IBM refuses to confirm much of anything around what the Power7 successor to Power6 will look like. We do know, however, that the chip should arrive in 2010 and will serve as a major component in an IBM system being crafted for the US Defense Advanced Research Projects Agency (DARPA). IBM won a very lucrative DARPA bid to create a supercomputer class machine that would let the US leap at least one generation ahead of rival countries in compute power.
To achieve such a speed-up, one might speculate that IBM will turn to optical networking technology in some parts of its DARPA system. This could come in the form of server to server interconnects or even on-board or on-chip optical interconnects that replace wires. Given our chat yesterday with IBM's lead Power6 designer Brad McCredie, we think the latter options are definitely goers.
"We looked at optical stuff for awhile with Power6," McCredie said. "We looked at it really hard, but the cost versus performance ratio didn't pay off. Still, we're looking at again with Power7."
So, you're talking about on-board/on-chip optical interconnects?
McCredie clammed up at that point, so we pushed again with the same question.
"Optical is good stuff," he said.
McCredie had the look of a man who wanted to tell us everything about how wonderful IBM's optical interconnects will be with Power7 but had to hold back because of the corporate secrecy monster. That said, we saw IBM's research teams demonstrating their optical skills at last November's Supercomputer conference in Reno and will stick with our bet that IBM will be one of the first chip makers to get the optical networking at least on-board.

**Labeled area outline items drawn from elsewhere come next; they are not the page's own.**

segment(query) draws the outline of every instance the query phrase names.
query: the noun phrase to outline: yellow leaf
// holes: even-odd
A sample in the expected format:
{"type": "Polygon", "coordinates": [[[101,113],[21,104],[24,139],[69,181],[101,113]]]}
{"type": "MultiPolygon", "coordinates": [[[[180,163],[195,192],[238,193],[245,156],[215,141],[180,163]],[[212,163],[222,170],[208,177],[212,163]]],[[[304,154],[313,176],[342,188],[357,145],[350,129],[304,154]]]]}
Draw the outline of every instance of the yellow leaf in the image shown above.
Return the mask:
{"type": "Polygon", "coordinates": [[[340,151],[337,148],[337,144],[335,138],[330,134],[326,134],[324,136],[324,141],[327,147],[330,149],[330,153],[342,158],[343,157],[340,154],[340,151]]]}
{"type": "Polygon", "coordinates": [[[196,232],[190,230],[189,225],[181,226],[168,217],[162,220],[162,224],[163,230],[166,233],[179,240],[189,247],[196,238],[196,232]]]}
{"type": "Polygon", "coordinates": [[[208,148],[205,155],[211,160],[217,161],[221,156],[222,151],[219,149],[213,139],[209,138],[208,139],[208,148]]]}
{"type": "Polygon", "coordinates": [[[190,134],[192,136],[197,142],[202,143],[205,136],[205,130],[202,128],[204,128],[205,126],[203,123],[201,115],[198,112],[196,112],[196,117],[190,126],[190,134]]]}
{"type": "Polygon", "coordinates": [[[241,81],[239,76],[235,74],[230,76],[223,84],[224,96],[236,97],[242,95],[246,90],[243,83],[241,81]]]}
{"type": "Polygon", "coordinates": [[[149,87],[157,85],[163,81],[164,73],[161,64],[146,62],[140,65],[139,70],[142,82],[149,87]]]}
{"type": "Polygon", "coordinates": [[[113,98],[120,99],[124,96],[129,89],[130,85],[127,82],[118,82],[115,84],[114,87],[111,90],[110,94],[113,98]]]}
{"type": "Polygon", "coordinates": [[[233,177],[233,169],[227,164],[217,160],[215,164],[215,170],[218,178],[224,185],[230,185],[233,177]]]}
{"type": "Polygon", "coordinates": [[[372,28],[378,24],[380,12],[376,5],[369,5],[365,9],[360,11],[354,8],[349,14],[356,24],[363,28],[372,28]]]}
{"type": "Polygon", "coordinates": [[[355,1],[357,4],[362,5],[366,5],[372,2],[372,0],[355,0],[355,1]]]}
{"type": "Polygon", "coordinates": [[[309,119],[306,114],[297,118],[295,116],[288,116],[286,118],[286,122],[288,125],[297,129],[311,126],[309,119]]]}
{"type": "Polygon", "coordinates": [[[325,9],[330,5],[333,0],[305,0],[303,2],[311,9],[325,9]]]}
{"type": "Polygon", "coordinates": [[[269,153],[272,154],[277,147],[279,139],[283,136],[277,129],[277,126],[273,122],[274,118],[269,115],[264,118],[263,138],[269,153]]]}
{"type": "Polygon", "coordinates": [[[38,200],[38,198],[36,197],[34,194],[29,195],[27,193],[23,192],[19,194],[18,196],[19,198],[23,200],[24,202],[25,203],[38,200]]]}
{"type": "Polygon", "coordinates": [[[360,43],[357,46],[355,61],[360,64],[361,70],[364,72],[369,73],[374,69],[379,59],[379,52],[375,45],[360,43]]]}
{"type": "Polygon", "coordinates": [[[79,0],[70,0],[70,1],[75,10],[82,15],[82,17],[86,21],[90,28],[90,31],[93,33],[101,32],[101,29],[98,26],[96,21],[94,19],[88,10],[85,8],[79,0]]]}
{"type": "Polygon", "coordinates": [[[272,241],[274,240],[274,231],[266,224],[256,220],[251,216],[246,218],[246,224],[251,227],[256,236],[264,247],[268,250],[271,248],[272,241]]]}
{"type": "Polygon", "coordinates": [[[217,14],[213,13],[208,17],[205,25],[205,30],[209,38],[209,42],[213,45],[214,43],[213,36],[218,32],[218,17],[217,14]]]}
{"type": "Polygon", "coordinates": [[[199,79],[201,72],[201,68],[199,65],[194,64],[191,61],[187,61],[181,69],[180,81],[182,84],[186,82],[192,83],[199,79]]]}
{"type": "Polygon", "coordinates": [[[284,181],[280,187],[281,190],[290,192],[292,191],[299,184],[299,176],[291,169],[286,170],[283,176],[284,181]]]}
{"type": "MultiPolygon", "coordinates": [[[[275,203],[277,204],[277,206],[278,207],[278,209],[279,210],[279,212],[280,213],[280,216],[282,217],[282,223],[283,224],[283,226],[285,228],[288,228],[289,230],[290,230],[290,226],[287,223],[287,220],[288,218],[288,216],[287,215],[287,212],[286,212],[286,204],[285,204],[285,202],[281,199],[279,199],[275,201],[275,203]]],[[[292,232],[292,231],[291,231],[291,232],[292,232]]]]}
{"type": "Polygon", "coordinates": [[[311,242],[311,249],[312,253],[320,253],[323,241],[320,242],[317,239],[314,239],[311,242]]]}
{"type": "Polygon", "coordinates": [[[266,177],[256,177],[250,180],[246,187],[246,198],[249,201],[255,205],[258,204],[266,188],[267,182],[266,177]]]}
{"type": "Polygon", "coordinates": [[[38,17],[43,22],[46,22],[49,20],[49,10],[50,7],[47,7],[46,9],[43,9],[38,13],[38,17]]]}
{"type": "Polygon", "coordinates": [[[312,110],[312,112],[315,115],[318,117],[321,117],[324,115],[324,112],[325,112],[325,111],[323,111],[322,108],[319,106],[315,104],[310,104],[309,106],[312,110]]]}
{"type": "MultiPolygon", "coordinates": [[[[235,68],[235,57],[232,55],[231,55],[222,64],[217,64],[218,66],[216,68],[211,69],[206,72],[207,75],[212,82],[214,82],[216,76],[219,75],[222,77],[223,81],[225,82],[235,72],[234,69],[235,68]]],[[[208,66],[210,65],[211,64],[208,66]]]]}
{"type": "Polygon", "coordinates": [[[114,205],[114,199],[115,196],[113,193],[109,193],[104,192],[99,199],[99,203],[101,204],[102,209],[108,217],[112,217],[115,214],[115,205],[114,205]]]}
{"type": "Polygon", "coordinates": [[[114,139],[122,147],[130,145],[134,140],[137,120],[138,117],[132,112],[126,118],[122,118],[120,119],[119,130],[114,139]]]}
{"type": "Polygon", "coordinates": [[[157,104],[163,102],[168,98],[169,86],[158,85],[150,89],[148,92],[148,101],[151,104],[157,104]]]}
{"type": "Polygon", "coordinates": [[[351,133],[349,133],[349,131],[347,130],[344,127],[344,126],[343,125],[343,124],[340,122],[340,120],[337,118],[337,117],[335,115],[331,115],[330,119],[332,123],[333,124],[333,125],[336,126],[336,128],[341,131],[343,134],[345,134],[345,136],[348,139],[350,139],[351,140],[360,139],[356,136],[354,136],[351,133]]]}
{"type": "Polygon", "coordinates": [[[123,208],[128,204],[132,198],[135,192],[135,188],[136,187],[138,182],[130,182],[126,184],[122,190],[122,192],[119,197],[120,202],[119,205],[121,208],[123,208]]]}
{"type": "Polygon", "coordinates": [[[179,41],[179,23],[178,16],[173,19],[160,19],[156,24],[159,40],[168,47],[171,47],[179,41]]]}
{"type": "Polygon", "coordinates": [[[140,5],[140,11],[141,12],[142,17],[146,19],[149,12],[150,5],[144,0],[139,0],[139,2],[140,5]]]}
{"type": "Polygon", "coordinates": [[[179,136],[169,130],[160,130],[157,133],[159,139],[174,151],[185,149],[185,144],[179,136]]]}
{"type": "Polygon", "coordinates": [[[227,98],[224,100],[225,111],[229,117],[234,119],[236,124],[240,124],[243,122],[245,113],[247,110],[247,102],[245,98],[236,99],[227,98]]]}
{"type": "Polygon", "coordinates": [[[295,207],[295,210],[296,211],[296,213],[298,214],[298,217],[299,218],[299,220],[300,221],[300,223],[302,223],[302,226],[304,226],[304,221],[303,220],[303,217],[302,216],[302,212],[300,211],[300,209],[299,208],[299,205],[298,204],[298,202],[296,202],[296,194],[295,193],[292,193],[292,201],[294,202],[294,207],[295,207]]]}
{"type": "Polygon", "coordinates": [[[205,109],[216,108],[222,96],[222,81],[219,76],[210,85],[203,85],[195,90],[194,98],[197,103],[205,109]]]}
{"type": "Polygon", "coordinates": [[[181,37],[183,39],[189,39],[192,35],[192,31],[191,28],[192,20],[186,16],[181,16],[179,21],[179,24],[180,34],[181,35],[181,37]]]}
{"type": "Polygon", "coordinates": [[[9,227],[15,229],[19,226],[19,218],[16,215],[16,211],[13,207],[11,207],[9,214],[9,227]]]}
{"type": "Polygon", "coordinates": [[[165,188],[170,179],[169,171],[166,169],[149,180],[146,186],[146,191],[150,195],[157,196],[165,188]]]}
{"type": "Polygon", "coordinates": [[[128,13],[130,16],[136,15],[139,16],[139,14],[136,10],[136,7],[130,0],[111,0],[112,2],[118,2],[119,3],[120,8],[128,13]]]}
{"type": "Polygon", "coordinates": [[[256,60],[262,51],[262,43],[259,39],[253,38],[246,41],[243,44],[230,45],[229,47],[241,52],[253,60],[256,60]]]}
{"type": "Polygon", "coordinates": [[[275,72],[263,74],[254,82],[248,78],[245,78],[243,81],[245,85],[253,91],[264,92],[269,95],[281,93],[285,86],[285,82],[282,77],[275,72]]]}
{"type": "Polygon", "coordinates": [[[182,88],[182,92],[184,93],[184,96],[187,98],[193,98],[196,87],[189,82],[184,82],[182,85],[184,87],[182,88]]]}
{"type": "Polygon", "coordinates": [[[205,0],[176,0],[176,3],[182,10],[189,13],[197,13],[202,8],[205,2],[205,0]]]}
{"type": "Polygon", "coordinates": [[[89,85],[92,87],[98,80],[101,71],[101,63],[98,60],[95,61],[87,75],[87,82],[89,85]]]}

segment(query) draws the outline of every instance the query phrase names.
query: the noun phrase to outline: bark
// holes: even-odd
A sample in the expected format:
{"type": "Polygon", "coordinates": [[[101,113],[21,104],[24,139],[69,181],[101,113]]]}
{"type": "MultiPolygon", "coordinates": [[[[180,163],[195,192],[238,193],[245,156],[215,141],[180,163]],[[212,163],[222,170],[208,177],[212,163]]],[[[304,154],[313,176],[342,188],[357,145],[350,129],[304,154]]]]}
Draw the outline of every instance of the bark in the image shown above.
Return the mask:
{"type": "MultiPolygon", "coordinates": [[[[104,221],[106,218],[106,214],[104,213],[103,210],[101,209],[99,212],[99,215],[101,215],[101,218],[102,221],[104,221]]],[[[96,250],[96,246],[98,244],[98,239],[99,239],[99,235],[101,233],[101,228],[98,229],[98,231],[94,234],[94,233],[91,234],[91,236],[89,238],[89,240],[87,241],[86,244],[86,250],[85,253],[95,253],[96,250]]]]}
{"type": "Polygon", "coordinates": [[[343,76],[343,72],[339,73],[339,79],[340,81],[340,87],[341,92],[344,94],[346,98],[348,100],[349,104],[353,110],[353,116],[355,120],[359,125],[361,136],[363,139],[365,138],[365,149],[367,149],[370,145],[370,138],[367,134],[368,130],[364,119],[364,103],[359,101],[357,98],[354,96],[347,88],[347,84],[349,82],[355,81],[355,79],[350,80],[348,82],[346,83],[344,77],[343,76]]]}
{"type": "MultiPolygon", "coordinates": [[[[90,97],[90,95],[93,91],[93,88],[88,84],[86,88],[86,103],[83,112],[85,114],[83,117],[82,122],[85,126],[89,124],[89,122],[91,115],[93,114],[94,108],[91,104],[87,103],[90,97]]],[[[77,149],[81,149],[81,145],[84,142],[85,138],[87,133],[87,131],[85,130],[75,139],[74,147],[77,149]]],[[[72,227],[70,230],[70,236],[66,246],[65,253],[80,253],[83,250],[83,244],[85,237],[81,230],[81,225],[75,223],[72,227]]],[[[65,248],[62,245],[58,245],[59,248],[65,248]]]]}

IBM also seems set on using a variety of specialized accelerators to speed the performance of its Unix boxes.
FPGAs, GPGPUs and the like have become all the rage in the x86 market with a number of companies crafting products that fit into chip sockets or PCI/HTX slots. The accelerator story, however, has been less discussed in the Unix/RISC/Itanium realm.
The Cell chip has carved out a spot in the accelerator game, and IBM is building a hybrid Cell/Opteron supercomputer for Los Alamos National Laboratory where the Cell silicon will pick up jobs not handled as well by general purpose chips. McCredie, again with an awkward silence, seemed to hint that similar plan could be afoot with Unix boxen.
"In the future, the next way to make a big move with performance it to put in execution engines that don't run the full operating system," he said. "I'm talking about putting things like clocks and latches (into accelerators).
"We are going to build off that experience doing Cell."
McCredie declined to say if IBM would go it alone as far as building these specialized engines or if it would partner, although you can likely expect that IBM will do a bit of both.
Think we speculated enough on McCredie's no comments and silent moments?